Reading the paramiko API docs, it looks like it is possible to open one ssh connection, and multiplex as many ssh tunnels on top of that as are wished. Common ssh clients (openssh) often do things like this automatically behind the scene if there is already a connection open.

ewanm89
One thing to be aware of when using ssh tunnels: if your tunnels connect to a machine other than the machine you've actually ssh-ed to, then the channel between the ssh-ed-to machine and the tunneled-to machine will *not* be secure.
Laurence Gonsalves
Kind of obvious that the only secure part is between the client and the server. If malicous user could manage to get wireshark on loopback on server, between the tunnel endpoint on the server and the port of whichever process one is listening to isn't secure either.However this is nothing to do with what I stated, basically if I ssh server.example then in another terminal ssh server.example again. Some clients (openssh) won't actually create a new TCP connection but just another chanel on the ssh transport already open.
ewanm89
+3  A: 

It might be worth checking out what options are available in Twisted. For example, the Twisted.Conch page reports:

http://twistedmatrix.com/users/z3p/files/conch-talk.html

Unlike OpenSSH, the Conch server does not fork a process for each incoming connection. Instead, it uses the Twisted reactor to multiplex the connections.

ars
+2  A: 

Yes, you can do this with paramiko.

If you're connecting to one server, you can run multiple channels through a single connection. If you're connecting to multiple servers, you can start multiple connections in separate threads. No need to manage multiple processes, although you could substitute the multiprocessing module for the threading module and have the same effect.
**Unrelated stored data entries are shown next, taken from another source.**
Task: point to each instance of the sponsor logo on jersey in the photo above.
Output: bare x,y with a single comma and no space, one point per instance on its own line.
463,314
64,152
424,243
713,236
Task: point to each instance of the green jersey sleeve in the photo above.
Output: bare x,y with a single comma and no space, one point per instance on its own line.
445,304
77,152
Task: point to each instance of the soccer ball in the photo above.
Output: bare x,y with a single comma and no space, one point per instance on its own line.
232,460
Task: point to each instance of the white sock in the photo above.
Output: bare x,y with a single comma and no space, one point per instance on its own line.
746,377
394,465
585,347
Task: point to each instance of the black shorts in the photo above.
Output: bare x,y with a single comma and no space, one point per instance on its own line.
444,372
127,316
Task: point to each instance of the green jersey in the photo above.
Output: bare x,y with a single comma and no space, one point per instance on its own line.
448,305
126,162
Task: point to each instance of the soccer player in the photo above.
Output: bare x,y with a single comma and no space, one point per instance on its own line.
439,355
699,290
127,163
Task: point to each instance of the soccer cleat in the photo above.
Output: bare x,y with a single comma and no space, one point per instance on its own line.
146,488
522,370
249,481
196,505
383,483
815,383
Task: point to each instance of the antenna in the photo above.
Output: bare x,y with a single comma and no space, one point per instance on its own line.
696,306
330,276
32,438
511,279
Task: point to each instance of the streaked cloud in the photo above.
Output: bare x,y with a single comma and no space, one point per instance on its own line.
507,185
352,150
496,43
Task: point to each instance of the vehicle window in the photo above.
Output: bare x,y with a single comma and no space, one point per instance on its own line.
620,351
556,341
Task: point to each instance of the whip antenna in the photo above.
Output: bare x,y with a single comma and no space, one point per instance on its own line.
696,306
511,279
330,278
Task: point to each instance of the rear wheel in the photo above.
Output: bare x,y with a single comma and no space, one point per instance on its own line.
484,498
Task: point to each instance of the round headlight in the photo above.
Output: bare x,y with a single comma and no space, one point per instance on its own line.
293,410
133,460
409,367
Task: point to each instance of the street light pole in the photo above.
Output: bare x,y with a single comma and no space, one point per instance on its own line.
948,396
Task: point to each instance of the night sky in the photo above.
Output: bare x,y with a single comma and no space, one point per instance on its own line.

I haven't looked into twisted conch in a while, but it looks like it getting updates again, which is nice. I couldn't give you a good feature comparison between the two, but I find paramiko is easier to get going. It takes a little more effort to get into twisted, but it could be well worth it if you're doing other network programming.

JimB
A: 

Hi. This might not be relevant to your question. But there are tools like pssh, clusterssh etc. that can parallely spawn connections. You can couple Expect with pssh to control them too.

Jasim
A: 

I've tried clusterssh, and I don't like the multiwindow model. Too confusing in the common case when everything works.

I've tried pssh, and it has a few problems with quotation escaping and password prompting.

The best I've used is dsh:

 Description: dancer's shell, or distributed shell
 Executes specified command on a group of computers using remote shell
 methods such as rsh or ssh.
 .
 dsh can parallelise job submission using several algorithms, such as using
 fan-out method or opening as much connections as possible, or
 using a window of connections at one time.
 It also supports "interactive mode" for interactive maintenance of
 remote hosts.
 .
 This tool is handy for administration of PC clusters, and multiple hosts.
 

Its very flexible in scheduling and topology: you can request something close to a calling tree if need be. But the default is a simple topology of one command node to many leaf nodes.